Lt. Westbrook Held Prisoner In German Camp
Grandview—Lt. Hartley Westbrook is a prisoner of the German government and is all right. This message was received by his parents, Mr. and Mrs. B. H. Westbrook, through his wife who lives in Coon Rapids. She was notified by the United States government.
Lt. Westbrook, pilot of an Army plane, was reported missing in action in a message received by relatives May 22, 1943. He had been in the service about two years.
At the same time, Staff Sgt. John Arihood, another Grandview boy, gunner with a U. S. bomber squadron, was reported missing. Relatives have since received word that he died in an Axis prison camp.
Source: Muscatine Journal and News-Tribune, June 12, 1943Prisoner Ranks Expand As War Grows Intense In France and Germany
Hopes for an eventual happy reunion at the conclusion of hostilities with father, brother, son or husband, initially reported as “missing in action” has been spurred in a number of homes in Muscatine and nearby communities in southeastern Iowa and western Illinois by later information, advising that the missing service man was listed as a prisoner of war.

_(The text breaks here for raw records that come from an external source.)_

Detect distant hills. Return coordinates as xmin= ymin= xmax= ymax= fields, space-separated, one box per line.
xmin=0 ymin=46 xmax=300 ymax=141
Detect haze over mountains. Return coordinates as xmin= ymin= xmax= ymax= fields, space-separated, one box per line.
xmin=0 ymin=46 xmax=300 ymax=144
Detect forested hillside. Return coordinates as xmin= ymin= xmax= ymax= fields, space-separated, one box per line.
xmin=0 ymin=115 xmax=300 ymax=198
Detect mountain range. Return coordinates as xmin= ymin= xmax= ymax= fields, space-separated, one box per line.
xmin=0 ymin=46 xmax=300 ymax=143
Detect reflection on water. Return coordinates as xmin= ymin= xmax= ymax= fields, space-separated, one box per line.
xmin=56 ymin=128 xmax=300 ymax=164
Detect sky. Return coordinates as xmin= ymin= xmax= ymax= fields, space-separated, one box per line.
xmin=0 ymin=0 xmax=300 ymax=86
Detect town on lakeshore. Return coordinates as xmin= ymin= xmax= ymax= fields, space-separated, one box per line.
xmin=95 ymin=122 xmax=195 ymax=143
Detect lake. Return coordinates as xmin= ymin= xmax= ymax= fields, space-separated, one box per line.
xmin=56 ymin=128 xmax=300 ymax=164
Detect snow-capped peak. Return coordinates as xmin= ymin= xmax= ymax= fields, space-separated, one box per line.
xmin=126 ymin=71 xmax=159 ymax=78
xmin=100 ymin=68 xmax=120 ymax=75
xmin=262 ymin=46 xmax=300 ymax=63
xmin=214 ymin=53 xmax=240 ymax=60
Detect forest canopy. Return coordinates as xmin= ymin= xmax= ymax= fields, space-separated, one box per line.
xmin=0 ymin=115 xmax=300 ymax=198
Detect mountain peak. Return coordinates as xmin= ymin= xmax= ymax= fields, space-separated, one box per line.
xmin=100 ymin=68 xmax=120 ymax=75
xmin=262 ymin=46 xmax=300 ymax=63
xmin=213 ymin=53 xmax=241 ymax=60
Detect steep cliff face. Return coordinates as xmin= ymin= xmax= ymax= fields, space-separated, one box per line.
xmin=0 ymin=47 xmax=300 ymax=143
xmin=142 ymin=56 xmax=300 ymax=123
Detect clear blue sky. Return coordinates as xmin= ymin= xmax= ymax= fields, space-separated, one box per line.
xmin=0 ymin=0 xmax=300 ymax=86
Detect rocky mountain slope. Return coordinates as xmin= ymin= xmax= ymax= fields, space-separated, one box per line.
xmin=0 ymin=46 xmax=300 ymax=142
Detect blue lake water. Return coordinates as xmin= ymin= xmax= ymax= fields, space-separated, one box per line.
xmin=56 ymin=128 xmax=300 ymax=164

Anxious hours of hopeful waiting after official information listing men as “missing in action” has been followed in repeated instances by such data during the past year, as it was in former years of World War No. 2, as the number of men who have become members of the “Barbed Wire Legion”—prisoners of war—has increased.
Then, for families and for the members of the Barbed Wire Legion, as well, has followed a second interval of waiting—until through the channels of the International Red Cross, letters and communications have been re-established.
This, in turn, is followed by further waiting—waiting for that day when peace will return and the guns of war are silenced—when long days of confinement in distant camps and restriction of privileges will come to an end and families and friends may be reunited.
As the period of America’s participation in the war has lengthened, so has the number of men listed from this community as prisoners of war.
For some, stationed in the Pacific theater of action, three years have passed in prison camps. For others, captured in other fields of action, one year in a prisoner of war camp is stretching to a second. Others, participating in more recent actions, have spent lesser periods in prison camps.
From some of these men, relatives have received fairly regular, although restricted letters, advising of their treatment, the receipt of certain items of clothing, food and for recreational purposes through the Red Cross. From others only scratches of information have been received.
From official sources and from members of their families, brief sketches of the following men reported as prisoners, have been obtained:
LT. HARTLEY WESTBROOK—The son of Mr. and Mrs. B. H. Westbrook, who live on a farm near Grandview, was reported as a prisoner of Germany on June 12, 1943. He had been reported as missing in action on May 22, 1943. He was a pilot of an army bomber when his ship was forced down.
Source: Muscatine Journal and News-Tribune, Friday, December 29, 1944
Hartley A.”Hap” Westbrook was born Jan. 29, 1919 to Benjamin Harrison and Mabel Helen Wagner Westbrook. He died Oct. 21, 2002 and is buried in Wagner Cemetery, Letts, IA.
Lt. Col. Westbrook served in World War II with the U.S. Army Air Corps 44th Bomb Group, 67th Bomb Squadron on the “Flying 8 Ball” and was MIA and became a German POW. He was portrayed in the movie “Stalag 17”.